Akvaristler, eğer çabucak kontrol altına alınmazlarsa mercanları boğabilecek alglerle ilgili sorunları minimize etmek için çeşitli yöntemler dener: Kimyasal filtrasyon, otçul omurgasızlar ve elbette otçul balıklar. Söz konusu otçul balıklar olduğunda da özel alg tiplerini yiyen farklı türde birçok balık vardır.

Cerrah Balıkları

Otçul balık türü olarak en yaygın olarak kullanılanlar muhtemelen Acanthuridae familyasındaki Cerrah Balıklarıdır. Dünya genelinde tropikal sularda bulunan Cerrah Balıkları; Melek Balıkları ve Kelebek Balıkları gibi, disk şeklinde ve yanlardan basık vücutlara sahiptir.

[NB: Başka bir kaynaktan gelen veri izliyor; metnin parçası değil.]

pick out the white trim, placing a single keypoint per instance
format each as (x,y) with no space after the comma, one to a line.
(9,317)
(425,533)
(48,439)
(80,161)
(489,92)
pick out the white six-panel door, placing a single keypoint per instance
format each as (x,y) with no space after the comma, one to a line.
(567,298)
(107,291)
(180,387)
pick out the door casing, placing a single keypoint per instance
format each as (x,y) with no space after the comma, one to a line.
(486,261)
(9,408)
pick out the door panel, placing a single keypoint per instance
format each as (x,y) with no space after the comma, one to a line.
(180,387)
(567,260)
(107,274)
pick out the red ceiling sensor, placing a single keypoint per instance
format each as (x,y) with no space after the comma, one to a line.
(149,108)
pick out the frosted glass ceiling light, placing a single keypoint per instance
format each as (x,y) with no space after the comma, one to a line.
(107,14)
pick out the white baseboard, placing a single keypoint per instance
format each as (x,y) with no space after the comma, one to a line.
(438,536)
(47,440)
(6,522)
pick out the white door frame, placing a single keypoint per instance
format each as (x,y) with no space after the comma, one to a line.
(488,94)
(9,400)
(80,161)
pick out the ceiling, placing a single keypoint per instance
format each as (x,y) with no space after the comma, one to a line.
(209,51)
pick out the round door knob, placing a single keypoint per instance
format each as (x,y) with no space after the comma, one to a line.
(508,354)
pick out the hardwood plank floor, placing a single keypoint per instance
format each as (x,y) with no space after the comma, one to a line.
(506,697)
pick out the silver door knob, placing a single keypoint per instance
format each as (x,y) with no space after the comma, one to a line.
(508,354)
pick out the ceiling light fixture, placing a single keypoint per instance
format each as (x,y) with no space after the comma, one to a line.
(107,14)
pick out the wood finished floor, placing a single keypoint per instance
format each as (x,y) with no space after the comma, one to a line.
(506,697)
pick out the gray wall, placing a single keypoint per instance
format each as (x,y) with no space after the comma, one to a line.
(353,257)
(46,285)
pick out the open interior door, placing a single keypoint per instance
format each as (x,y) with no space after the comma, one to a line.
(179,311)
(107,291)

Genellikle sığ resif alanlarında ve lagünlerde yaşayan alg yiyicilerdir. Birçoğu küçük kabuklularla ve doku artıklarıyla da beslendiğinden, sadece az sayıda türün akvaryumda algleri yiyici olarak kullanılması önerilir. Buna ek olarak, bir kere akvaryum yemleriyle düzenli şekilde beslenmeye alıştıklarında, aktif şekilde alg aramaktan vazgeçerler.

Kole Tang
İlk tür, Kole Tang veya Sarı Gözlü Tang olarak bilinen Ctenochaetus strigosus’tur. Hint-Pasifik’te dağılım gösterir ve çoğunlukla en az pahalı tanglerden biridir. Mikro algleri ve küçük çimensi oluşumları iştahla yer. Barışçıl yapısı ve küçük boyu (uzunluğu en fazla 18 cm.) onu istenmeyen alg gelişimlerinin giderilmesine yardımcı olması için iyi bir seçim yapar. Eğer bu tang alınacaksa, türdeşlerine karşı kavgacı olabildiğinden, akvaryumda kendi türünden tek birey olması önemlidir.

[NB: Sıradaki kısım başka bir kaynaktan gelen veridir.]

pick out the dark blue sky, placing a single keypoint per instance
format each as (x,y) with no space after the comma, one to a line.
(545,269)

Başka bir harika seçim, her zaman yüksek fiyatlardan satışa sunulmasına rağmen, Chevron Tang (Ctenochaetus hawaiiensis) olur. Pasifik'in orta kesimlerinden getirilir; gençken oldukça güzeldir ve turuncu renkli gövdesi üzerinde mavi zikzaklı desenlere ve yüzgeçlerinde maviliklere sahiptir. Ne yazık ki erişkinliğe doğru bu renklenmesinin çoğunu kaybeder ve en sonunda zeytuni kahverengi bir renklenme alır. Yine de bu görece küçük balık (erişkinlikte yaklaşık 25 cm.) strigosus ile benzer alg türleriyle beslenen, daimi bir alg yiyicidir.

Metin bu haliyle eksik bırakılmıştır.